German prosecutors brought bribery and corruption charges against four people on Monday, including two former lawmakers suspected of receiving bribes from Azerbaijan in exchange for voting in Baku’s favor at the Council of Europe, OCCRP reports.
Axel Fischer and Eduard Lintner were members of the Parliamentary Assembly of the Council of Europe (PACE) and were implicated in what became known as the Azerbaijan Laundromat -- a EU-wide lobbying and money-laundering scheme revealed by OCCRP in 2017. Azerbaijan used this so-called “caviar diplomacy” to influence European policy.
Baku used a secret US$2.9 billion slush fund to, among other things, offer free trips and expensive gifts to European MPs who would, for example, vote in Baku’s favor and beautify PACE’s human rights reports at a time when the country threw dozens of political prisoners in jail.
The investigation conducted and published by OCCRP and the Süddeutsche Zeitung exposed Lintner and a third PACE member, Karin Strenz, as those who benefited from the tactic. Strenz died unexpectedly in 2021, but prosecutors announced their intention to confiscate the bribes she allegedly received.
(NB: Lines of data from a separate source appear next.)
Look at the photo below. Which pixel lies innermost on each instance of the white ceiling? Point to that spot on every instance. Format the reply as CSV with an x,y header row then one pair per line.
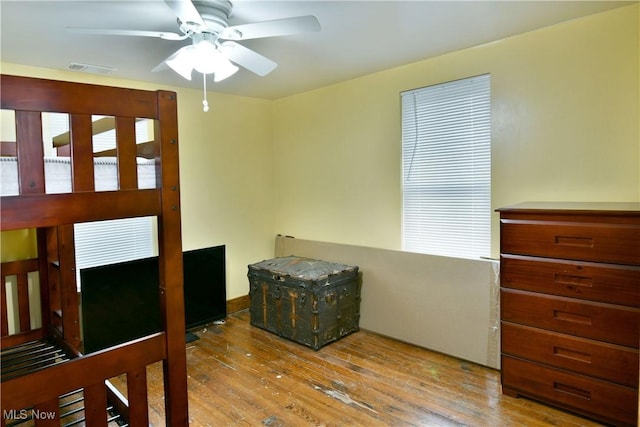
x,y
357,37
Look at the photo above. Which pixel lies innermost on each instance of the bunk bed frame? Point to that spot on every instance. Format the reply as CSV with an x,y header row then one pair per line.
x,y
40,391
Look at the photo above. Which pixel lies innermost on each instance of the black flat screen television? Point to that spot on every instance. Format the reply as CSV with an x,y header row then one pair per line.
x,y
120,302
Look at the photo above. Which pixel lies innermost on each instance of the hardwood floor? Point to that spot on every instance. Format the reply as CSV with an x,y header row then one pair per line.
x,y
240,375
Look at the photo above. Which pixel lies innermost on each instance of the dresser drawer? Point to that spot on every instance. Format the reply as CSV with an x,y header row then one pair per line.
x,y
616,284
588,395
600,321
581,355
614,243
Fischer was later identified by German prosecutors in 2021.
Prosecutors in Munich also charged Lintner's son, who is said to have helped behind the scenes and made transfers, as well as a former employee of Lintner and Strenz. Neither responded to questions from the German magazine Der Spiegel.
“In the end, these proceedings will trigger a chain reaction,” the head of the Bundestag's Council of Europe delegation, Frank Schwabe, told the magazine. “After all, these three are just part of a German and European corruption network surrounding Azerbaijan."
The Munich prosecution office is also investigating Azerbaijani ex-MP Elkhan Suleymanov. He ran a Baku-based NGO through which the payments were made and is believed to be the one who recruited Fischer. Suleymanov did not respond to questions from OCCRP and Der Spiegel.